Rhein-Neckar/Welt, 01. April 2018. (red) Aktualisiert. Im Januar 2011 ist das Rheinneckarblog.de an den Start gegangen. Seither haben wir über 18.000 Texte veröffentlicht. Sieben Jahre und drei Monate später geht das Projekt heute zu Ende. Wir danken für Ihre Aufmerksamkeit.
Es war eine spannende Zeit, die wir genutzt haben, um viel zu experimentieren. Das hat nicht jedem Freude bereitet.
Abstrakte Bedrohungslage
Der Staatsschutz bestätigt uns eine „abstrakte Bedrohungslage“, insbesondere gegenüber dem Redaktionsleiter Hardy Prothmann, insbesondere durch Linksextreme, aber auch Rechtsextreme. Es gab tätliche Angriffe auf uns, viele Shitstorms mit weiteren Bedrohungen und massiven Beleidigungen.
Es gab 46 juristische und existenzbedrohende Auseinandersetzungen, die wir allesamt nicht verloren, die allermeisten sogar gewonnen haben (2010 (damals Heddesheimblog) war das erste und einzige, das wir verloren haben). Beispielsweise mussten wir durch eine Klage eines Mannheimer Großverlags bis vor das Oberlandesgericht Karlsruhe ziehen, wo wir letztlich vollumfänglich obsiegt haben. Spaß hat das keinen gemacht und die rund 50.000 Euro in Summe hätten wir lieber auf dem sowieso schmalen Konto.
Aktuell ermittelt die Staatsanwaltschaft Mannheim gegen uns (Verfahren 48), weil wir mutmaßlich eine Straftat begangen haben sollen (StGB § 126), indem wir einen fiktionalen Terroranschlag beschrieben haben. Man ermittelt, ob wir den öffentlichen Frieden gestört haben. Das ist schon kurios, denn das tun wir ständig und aus Überzeugung (aber nicht im Sinne dieses Paragrafen). Denn wir nehmen das mit der streitbaren Demokratie ernst.
Selbstverständlich haben wir niemals zur Gewalt aufgerufen, auch nicht zur Diskriminierung, auch nicht zu Boykotten – aber wie selbstverständlich wird uns mit Gewalt gedroht, wir werden aufs Übelste beleidigt und diskriminiert und die Boykottaufrufe sind Legion.

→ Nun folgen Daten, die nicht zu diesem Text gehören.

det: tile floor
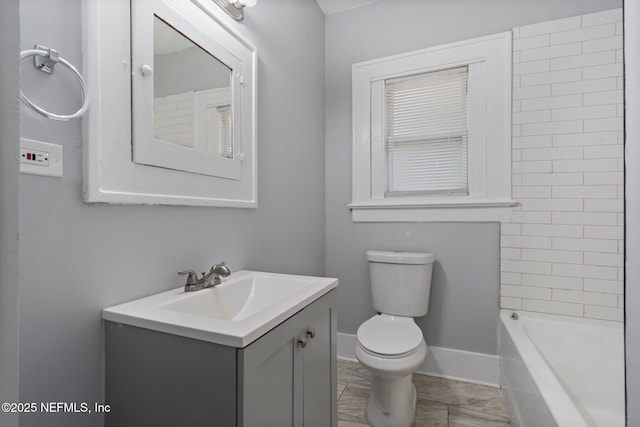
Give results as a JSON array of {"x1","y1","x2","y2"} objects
[{"x1": 338, "y1": 360, "x2": 511, "y2": 427}]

Um das mal spitz zu formulieren: Was wir häufig erleben, ist entfesselter Hass. Und Hetze.
Auch aktuell rufen viele, darunter sehr viele, denen wir durch unsere Berichte Fehlverhalten, ob Kungeleien. Lügen, Falschbehauptungen, Aufruf zum Hass, Gewaltbereitschaft, Diskriminierung und noch viel mehr üble Sachen nachweisen konnten, wieder zum Boykott gegen uns auf. Wegen eines Textes, der sicherlich provokant war, über den man streiten kann – aber kaum jemand äußert inhaltliche Argumente zu den sehr vielschichtigen Dimensionen und Folgen dieses Textes. Für viele reicht: Schuldig durch Anklage, obwohl die völlig unsubstantiiert und nur „gefühlt“ ist.
Es reicht, wenn es reicht
Irgendwann ist es mal gut.
Was kritische Journalisten, insbesondere in kleinen Einheiten aushalten müssen, geht auf keine Kuhhaut. Mit anderen Worten: Die Belastung ist geradezu pervers und man muss sich fragen, warum man sich das antut? Wir haben bislang geantwortet, weil es wichtig ist für eine streitbare Demokratie. Für das Ringen nach besten Argumenten. Für die Prüfung von Fakten und Aussagen.
Wir haben immer politisch farbenblind gearbeitet, ohne Ansehen von Personen oder Institutionen, vollständig unabhängig und immer kritisch, was sowohl positive wie negative Inhalte erzeugte.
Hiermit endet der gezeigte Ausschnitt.